As a match official you must quickly become self-sufficient for your learning. You are responsible for accumulating, absorbing and analysing feedback on an ongoing and long-term basis, but, it is the infrastructure that surrounds you; your refereeing colleagues, the referee society, the Union or a Referee Coach - that has the capacity to support your development.
After each game, it is good practice for you to seek feedback by trying to speak with the coaches, captains and players of both sides and eventually a Referee Coach who may be appointed by your local Union.

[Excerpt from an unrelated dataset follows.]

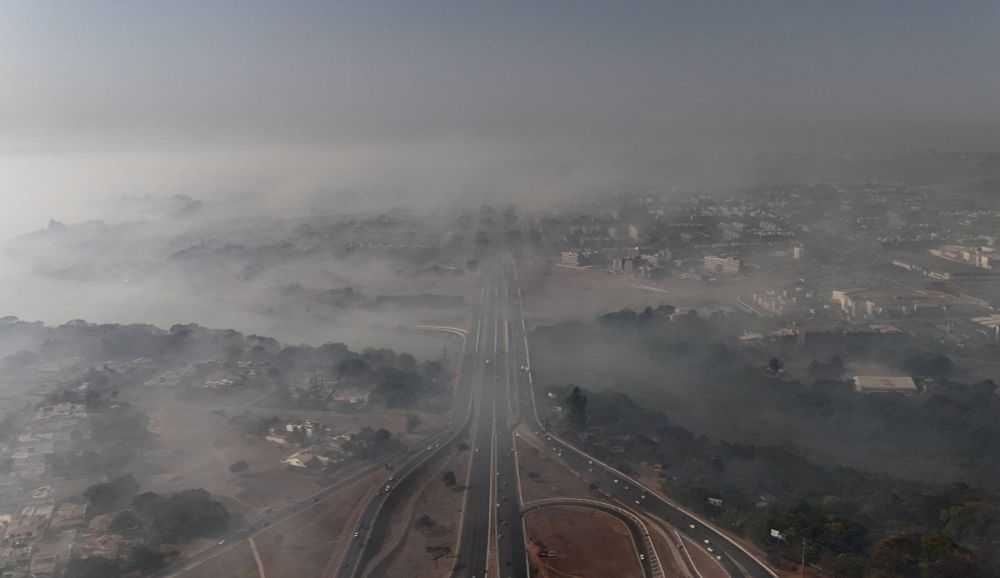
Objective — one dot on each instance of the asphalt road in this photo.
(372, 525)
(737, 562)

Where coaches or players seek you out for explanations on your decisions, try to keep your responses open and brief. Gaining feedback is important, but the drawback of these informal clubhouse discussions is they are often lacking in structure and context. Even if you disagree with the feedback, thank the person for the feedback and say you will think about it. Notwithstanding this, don’t be afraid of criticism. It is part of the job.
Going home after a match and dwelling on problems you had with your refereeing in a match can often be counterproductive. Instead of being stuck with a problem or negative feelings about your performance, try to answer the following questions to yourself:
- what are some criteria you as a referee want to be observed on?
- how can you best record information?
- how can you best learn from the feedback given and what would you do next?
Many Unions have a number of qualified Coaches of Match Officials (CMO). If available to you, the CMO can play an important role in your development as a match official by:
- identifying skills and knowledge that you can develop
- assisting you with your application of the law and advantage in context
- creating an environment to motivate, encourage continued participation and increase your enjoyment.
When working with a CMO is important to remember that the coach is there to assist you and not do the work for you. The good coach will make you work out your own solutions and not necessarily what you should do. Self-discovery is proven to be a better way to learn for most and commits you to the desired outcome.